Although Laia hasn't worked in the equity crowdfunding space until now, he's spent the past three decades working in-house at financial services companies including Deutsche Bank. He also served as a staff attorney with the SEC in the 1990s.
(Photo, left: Chris Laia. Courtesy photo)
Much of Laia's job at RedCrow will revolve around complying with Title II and Title III of the JOBS Act, which governs crowdfunding. The Title II funding model is limited to accredited investors with a net worth of at least $1 million, plus a salary of $200,000 or more, and sets investment minimums at about $5,000. Title III deals allow unaccredited investors to invest as little as $500.
The SEC adopted rules for equity crowdfunding, which went into effect in May 2016, that were put in place to help small businesses with capital formation while protecting inexperienced investors.
So far, RedCrow only operates in 14 states (but it plans to be nationwide in coming months).
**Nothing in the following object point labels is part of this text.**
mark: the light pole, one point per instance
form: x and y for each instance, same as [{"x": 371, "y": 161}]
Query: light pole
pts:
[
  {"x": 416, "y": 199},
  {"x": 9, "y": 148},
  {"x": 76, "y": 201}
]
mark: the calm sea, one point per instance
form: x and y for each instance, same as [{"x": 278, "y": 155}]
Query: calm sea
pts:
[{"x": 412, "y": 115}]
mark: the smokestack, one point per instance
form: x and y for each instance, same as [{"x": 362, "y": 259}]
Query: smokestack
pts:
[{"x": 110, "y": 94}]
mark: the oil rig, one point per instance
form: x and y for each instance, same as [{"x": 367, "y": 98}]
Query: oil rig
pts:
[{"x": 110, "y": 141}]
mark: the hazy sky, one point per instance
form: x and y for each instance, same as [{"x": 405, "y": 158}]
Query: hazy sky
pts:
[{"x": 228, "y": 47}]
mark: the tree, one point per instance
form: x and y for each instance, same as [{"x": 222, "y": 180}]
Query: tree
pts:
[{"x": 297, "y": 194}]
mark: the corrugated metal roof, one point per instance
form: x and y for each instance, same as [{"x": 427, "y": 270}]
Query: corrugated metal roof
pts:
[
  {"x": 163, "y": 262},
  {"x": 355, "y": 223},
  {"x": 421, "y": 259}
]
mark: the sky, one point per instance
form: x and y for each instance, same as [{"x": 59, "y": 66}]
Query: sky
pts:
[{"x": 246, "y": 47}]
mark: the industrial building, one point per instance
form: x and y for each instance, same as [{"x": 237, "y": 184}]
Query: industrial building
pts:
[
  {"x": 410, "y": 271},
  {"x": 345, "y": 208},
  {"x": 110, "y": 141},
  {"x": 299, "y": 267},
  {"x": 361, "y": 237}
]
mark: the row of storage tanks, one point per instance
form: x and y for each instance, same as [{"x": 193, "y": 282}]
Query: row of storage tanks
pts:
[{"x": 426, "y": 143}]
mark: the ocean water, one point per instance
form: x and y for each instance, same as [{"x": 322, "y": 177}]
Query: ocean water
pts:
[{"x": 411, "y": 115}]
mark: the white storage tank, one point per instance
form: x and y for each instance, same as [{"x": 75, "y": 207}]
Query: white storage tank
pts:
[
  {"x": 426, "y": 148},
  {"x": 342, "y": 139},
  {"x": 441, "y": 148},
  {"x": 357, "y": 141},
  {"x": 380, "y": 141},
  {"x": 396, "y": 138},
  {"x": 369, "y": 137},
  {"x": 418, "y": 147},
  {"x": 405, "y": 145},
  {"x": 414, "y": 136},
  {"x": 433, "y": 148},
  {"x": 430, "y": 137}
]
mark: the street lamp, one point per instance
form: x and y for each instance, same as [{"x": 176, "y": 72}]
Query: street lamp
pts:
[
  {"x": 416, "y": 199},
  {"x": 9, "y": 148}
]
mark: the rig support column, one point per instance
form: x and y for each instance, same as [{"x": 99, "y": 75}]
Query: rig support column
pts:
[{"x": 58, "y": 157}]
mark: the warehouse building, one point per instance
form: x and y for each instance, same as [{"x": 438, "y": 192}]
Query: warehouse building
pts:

Laia said he isn't sure what to expect with the new administration under President Donald Trump but he will be watching as Congress decides whether to raise the annual cap on fundraising from nonaccredited investors from $1 million to $5 million, which would affect companies that use crowdfunding.
When the SEC announced its guidelines, it shared amendments it was considering, including the possibility of raising the cap under Securities Act Rule 147 and Rule 504 of Regulation D.
"To enable issuers to raise that $5 million mark in today's economy is reasonable," Laia said. "I'm very hopeful that will go through the current Congress."
As health startups search for investors on RedCrow's website, they post claims about health benefits their products can provide in areas such as cardiac monitoring or gut health. Since RedCrow is merely the portal for those companies, it is not legally on the hook for these claims, but it does vet the health startups.
"[Health claims are] the issuer's responsibility, but there are minimum standards that have to be met with the law," Laia said. Those standards include making sure the startups aren't operated by "bad actors." RedCrow also has a group of external advisers in place, most of whom are in the medical profession, to review claims made by the companies seeking investments.
Despite the risk assessment process, Laia explains that "private equity is private equity" at the end of the day. "The risk is high," he said. "The expectation is that accredited investors will do their own due diligence."
Coming from USAA where the legal department was made up of nearly 300 people, it has been an adjustment for Laia to address all of the legal and regulatory issues coming his way on his own. But he intends to turn to outside counsel when necessary.